Mirico is extending its gas measurement services with the launch of Mirico Cloud for the oil and gas industry.

The platform lets customers detect and quantify gas emissions across multiple oil and gas sites, and quickly fix issues causing changes in emissions. Customers can be contacted by SMS or email for alerts if a new emission is above a certain size, or about an existing known emission that has started to grow.

Customisable dashboards can show average emissions over the last 24 hours or how emissions vary by asset type.

"It's great to be able to broaden the service we provide our customers," said Dr Linda Bell, CEO of Mirico. "We really feel this is a big step forward in helping the oil & gas industry to quickly identify emission issues at scale and ultimately help them in their goals to reach net zero."

The industry remains under intense pressure to deliver on emission targets. Achieving 50% lower emissions by 2030 will require either full electrification of the West of Shetland and Central North Sea or earlier-than-expected field cessations, according to Wood Mackenzie.

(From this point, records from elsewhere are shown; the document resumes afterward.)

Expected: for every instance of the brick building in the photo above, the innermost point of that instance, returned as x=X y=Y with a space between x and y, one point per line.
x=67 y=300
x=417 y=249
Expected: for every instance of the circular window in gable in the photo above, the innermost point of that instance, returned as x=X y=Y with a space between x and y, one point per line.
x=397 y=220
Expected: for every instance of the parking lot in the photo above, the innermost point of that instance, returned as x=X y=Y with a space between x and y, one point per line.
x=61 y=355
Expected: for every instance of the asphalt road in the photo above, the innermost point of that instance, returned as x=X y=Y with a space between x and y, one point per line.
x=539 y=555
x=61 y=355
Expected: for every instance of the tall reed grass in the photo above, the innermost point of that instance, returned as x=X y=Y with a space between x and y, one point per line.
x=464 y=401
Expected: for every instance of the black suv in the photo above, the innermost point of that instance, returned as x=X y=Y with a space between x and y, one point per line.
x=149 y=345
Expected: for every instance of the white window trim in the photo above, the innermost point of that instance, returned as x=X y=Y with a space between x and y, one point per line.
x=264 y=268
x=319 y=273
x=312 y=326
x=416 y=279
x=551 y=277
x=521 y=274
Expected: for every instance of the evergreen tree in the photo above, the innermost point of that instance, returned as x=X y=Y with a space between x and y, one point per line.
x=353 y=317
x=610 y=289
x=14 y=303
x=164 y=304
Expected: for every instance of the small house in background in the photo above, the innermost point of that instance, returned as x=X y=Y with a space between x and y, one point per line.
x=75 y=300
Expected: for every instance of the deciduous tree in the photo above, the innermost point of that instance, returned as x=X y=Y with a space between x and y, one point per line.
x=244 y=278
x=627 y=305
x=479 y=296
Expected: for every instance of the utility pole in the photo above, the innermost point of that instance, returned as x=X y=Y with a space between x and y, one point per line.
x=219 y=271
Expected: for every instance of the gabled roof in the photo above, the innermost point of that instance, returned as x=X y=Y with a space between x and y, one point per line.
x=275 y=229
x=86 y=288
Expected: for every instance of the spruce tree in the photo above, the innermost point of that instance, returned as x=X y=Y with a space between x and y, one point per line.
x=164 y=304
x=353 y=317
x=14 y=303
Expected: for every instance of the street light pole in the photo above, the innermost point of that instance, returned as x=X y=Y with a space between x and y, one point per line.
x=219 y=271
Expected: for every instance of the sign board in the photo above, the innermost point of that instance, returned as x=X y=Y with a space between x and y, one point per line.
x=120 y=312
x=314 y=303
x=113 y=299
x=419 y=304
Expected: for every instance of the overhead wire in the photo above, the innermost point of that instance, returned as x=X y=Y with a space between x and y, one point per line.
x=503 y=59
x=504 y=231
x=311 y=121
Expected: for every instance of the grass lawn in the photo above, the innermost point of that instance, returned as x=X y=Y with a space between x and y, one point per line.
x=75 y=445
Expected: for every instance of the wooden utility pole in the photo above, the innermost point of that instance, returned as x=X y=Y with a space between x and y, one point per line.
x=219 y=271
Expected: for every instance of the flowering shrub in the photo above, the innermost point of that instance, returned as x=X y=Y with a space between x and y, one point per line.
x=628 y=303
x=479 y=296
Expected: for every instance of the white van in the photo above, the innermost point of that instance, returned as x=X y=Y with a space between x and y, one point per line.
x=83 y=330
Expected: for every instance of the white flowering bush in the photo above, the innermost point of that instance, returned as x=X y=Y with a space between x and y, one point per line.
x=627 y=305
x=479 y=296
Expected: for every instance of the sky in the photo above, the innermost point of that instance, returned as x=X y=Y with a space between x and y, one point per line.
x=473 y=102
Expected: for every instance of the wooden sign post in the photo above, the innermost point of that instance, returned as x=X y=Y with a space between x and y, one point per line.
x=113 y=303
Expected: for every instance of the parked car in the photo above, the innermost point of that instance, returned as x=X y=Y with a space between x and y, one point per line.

In 2018 the UK produced 451 million tonnes CO2 equivalent (MtCO2e) of greenhouse gas emissions. Around 3% of this total is direct emissions from oil and gas activity on the UK Continental Shelf. Energy generation, mainly from fossil fuels,  produced 23% of emissions, and the transport industry accounted for a further 28%, mostly from the use of oil-based products.

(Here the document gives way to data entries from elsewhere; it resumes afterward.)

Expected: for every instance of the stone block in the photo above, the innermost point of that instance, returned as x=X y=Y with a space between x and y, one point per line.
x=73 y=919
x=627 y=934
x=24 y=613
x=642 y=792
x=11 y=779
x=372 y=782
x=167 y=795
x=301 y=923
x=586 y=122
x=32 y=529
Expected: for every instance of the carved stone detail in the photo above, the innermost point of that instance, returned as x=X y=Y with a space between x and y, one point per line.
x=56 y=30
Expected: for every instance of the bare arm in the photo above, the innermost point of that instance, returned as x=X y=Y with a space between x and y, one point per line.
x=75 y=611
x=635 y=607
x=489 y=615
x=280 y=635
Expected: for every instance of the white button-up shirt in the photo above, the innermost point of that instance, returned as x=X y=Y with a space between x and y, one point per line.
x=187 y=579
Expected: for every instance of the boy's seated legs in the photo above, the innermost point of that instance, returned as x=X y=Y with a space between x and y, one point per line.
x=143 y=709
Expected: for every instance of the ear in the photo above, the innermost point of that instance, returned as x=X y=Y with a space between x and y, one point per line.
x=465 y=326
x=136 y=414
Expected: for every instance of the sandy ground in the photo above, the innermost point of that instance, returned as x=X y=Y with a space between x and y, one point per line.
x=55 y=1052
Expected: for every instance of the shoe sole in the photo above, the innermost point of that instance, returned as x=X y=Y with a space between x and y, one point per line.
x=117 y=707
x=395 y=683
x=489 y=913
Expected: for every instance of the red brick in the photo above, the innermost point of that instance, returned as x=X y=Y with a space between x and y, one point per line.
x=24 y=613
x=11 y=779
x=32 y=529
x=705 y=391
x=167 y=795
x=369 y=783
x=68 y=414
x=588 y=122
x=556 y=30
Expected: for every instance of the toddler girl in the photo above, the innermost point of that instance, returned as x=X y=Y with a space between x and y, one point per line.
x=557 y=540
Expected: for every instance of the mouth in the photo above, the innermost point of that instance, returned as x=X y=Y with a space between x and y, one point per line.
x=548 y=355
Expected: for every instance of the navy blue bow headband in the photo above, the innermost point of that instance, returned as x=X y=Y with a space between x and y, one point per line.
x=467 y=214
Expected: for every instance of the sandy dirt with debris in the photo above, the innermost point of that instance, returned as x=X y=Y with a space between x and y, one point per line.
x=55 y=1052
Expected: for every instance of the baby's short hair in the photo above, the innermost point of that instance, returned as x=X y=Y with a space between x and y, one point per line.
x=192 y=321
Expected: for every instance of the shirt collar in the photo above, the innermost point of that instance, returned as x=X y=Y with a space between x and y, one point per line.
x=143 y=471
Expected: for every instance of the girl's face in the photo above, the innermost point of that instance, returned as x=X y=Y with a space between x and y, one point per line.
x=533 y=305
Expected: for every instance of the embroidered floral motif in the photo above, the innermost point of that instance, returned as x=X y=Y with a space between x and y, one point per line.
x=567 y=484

The North Sea Transition deal has four key pillars:

  • Supply decarbonisation reduce emissions from oil and gas production by 50% by 2030
  • Carbon capture and storage (CCS) target 10 Mtpa of carbon capture by 2030
  • Hydrogen deliver 5 GW of low-carbon hydrogen capacity by 2030
  • Supply chain/people deliver investment of £14-16 billion into low-carbon technology by 2030

Methane in the spotlight, a busy 48 hours for bp and JPMorgan releases carbon reduction targets

Institutional investors with a collective $5.35 trillion in assets are calling on the Biden administration to get tougher about methane emissions as it seeks to address climate change. "Any credible pathway for the use of natural gas in a Paris-aligned future must address methane emissions," it states.

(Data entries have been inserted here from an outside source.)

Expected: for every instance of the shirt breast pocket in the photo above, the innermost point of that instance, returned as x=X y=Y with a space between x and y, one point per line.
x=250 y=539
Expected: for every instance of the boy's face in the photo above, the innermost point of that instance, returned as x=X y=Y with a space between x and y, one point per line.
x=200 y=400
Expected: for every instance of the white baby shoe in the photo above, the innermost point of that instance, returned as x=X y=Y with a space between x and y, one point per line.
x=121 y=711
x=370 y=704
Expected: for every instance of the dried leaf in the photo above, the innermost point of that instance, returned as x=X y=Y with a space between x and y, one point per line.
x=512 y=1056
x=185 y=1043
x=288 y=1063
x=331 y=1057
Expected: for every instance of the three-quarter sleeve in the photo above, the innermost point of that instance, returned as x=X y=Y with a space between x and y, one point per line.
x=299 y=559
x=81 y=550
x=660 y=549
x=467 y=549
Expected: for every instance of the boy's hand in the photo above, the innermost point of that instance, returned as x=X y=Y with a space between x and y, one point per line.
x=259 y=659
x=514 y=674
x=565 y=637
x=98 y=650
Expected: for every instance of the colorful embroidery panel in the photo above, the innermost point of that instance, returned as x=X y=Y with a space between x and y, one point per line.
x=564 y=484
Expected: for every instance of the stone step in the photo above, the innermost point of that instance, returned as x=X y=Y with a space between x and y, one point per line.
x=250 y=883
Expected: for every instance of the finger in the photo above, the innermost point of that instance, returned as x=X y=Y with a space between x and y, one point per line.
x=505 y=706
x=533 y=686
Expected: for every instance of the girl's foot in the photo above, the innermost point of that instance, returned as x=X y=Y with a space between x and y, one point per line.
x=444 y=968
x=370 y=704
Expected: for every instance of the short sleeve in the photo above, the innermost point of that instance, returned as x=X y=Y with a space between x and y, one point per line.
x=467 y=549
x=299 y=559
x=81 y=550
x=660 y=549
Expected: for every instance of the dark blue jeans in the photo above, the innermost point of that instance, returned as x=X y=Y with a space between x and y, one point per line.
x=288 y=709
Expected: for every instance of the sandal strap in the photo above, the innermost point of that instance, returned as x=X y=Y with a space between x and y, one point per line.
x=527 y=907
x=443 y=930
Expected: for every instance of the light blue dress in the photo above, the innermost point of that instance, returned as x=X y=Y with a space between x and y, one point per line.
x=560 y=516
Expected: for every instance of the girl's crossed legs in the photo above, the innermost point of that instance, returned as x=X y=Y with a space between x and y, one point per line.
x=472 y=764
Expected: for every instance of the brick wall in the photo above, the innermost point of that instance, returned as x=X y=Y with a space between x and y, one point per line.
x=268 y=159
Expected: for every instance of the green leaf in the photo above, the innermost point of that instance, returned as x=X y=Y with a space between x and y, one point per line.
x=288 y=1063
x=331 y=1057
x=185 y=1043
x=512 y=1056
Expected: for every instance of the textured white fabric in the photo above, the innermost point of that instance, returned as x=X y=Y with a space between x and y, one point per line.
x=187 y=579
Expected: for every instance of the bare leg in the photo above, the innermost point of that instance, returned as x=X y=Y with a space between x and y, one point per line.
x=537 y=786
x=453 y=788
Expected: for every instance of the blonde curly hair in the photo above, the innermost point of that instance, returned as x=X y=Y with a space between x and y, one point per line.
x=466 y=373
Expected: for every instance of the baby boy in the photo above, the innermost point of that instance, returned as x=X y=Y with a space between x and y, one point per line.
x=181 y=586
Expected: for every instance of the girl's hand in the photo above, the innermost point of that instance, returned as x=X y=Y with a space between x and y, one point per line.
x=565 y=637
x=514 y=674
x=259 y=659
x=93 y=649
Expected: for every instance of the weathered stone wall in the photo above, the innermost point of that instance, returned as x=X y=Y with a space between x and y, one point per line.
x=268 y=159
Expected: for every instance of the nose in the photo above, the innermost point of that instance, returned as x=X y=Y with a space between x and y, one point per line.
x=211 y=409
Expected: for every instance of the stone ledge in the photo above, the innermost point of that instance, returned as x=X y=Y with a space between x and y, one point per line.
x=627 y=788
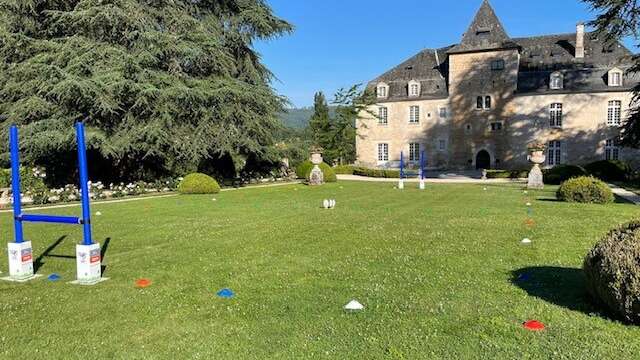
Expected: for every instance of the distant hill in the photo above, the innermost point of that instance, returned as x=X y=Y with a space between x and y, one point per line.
x=299 y=118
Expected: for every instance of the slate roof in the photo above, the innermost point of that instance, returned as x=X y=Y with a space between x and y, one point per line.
x=540 y=56
x=424 y=67
x=485 y=33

Cutting human-caused methane by 45% this decade would keep warming beneath a threshold agreed by world leaders, according to the UN Environment Programme. Such reductions would avoid nearly 0.3°C of global warming by 2045 and would be consistent with keeping the Paris Climate Agreement’s goal, to limit global temperature rises to 1.5˚C, within reach.

bp and CEMEX will work together on accelerating the ‎progress of the latter's 2050 ambition to deliver net zero CO2 concrete globally. Around 70% of global emissions come from transport, ‎industry and energy and cement making is energy intensive. Last week bp and renewable energy supplier Pure Planet forged a partnership to launch a new digital energy service that will support households, EV drivers and energy consumers in the UK.

Hot on the heels of the CEMEX announcement, bp shareholders rejected a plan that would have forced the company to strengthen its climate commitments in an AGM poll, with only 20.65% pledging support. "We will continue to engage with shareholders on our strategy, targets and aims so as to ensure their views are fully understood," it stated. One of the challenges is that there is no single metric that measures Paris consistency, according to chief executive Bernard Looney.

JPMorgan Chase yesterday released comprehensive steps it is taking in its efforts to align its financing activities with the climate goals of the Paris Agreement, publishing 2030 carbon intensity targets for the Oil & Gas, Electric Power and Auto Manufacturing sectors. It also released its new Carbon Compass methodology that describes how the firm set its targets and how it will monitor progress over time, and unveiled a Center for Carbon Transition

“There must be collective ambition and cooperation by business and government to tackle climate change,” said Jamie Dimon, Chairman and CEO, JPMorgan Chase. "Setting our Paris-aligned targets is an important step toward accelerating the transition to a low-carbon economy and meeting the goals of the Paris Agreement. JPMorgan Chase is committed to doing its part by working with clients around the world to reduce emissions and by ensuring our own operations remain carbon neutral."